On Thu, 14 Apr 2022 13:32:34 -0700
[email protected] wrote:

> From: Jonathan Cameron <[email protected]>
>
> The OS will need CDAT data from CXL devices to properly set up
> interleave sets. Currently this is supported by a through a DOE mailbox
> which supports CDAT. But any cxl_mem object can provide this data later
> if need be, for example for testing.
>
> Cache the CDAT data for later parsing. Provide a sysfs binary attribute
> to allow dumping of the CDAT.
>
> Binary dumping is modeled on /sys/firmware/ACPI/tables/
>
> The ability to dump this table will be very useful for emulation of real
> devices once they become available as QEMU CXL type 3 device emulation will
> be able to load this file in.
>
> This does not support table updates at runtime.

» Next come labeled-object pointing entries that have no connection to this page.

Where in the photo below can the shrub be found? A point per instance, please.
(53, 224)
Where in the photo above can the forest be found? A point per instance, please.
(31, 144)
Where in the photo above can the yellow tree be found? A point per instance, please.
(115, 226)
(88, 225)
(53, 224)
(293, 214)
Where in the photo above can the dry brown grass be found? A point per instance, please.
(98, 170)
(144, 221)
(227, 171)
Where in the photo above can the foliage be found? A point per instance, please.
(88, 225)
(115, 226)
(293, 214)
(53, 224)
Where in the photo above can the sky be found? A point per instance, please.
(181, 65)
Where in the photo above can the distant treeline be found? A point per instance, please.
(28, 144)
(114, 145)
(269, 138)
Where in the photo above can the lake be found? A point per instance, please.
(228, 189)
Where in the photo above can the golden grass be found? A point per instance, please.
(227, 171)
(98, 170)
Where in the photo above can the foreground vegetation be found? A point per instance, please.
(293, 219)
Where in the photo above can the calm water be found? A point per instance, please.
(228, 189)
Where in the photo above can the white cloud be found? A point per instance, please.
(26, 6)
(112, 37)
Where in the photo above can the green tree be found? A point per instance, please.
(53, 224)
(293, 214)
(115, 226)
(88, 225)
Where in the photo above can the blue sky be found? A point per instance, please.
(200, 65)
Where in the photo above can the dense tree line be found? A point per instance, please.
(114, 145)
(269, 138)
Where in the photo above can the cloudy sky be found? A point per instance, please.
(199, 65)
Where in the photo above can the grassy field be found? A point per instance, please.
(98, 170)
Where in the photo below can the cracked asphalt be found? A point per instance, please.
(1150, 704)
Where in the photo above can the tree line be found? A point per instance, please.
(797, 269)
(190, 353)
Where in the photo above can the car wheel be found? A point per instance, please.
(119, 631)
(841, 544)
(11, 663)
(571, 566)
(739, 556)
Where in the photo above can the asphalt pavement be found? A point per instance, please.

It will always provide
> whatever was there when first cached. Handling of table updates can be
> implemented later.
>
> Finally create a complete list of DOE defines within cdat.h for code
> wishing to decode the CDAT table.
>
> Signed-off-by: Jonathan Cameron <[email protected]>
> Co-developed-by: Ira Weiny <[email protected]>
> Signed-off-by: Ira Weiny <[email protected]>
>
I'd have left the introduction of callbacks until they were actually needed,
but meh. That's minor.

On trivial below.

Reviewed-by: Jonathan Cameron <[email protected]>

...


> +
> +static int read_cdat_data(struct cxl_dev_state *cxlds)
> +{
> + struct device *dev = cxlds->dev;
> + size_t cdat_length;
> + int ret;
> +
> + if (cxl_mem_cdat_get_length(cxlds, &cdat_length))
> + return 0;
> +
> + cxlds->cdat.table = devm_kzalloc(dev, cdat_length, GFP_KERNEL);
> + if (!cxlds->cdat.table)
> + return -ENOMEM;

Trivial but blank line here.

> + cxlds->cdat.length = cdat_length;
> + ret = cxl_mem_cdat_read_table(cxlds, &cxlds->cdat);
> + if (ret) {
> + devm_kfree(dev, cxlds->cdat.table);
> + cxlds->cdat.table = NULL;
> + cxlds->cdat.length = 0;
> + }
> + return ret;
> +}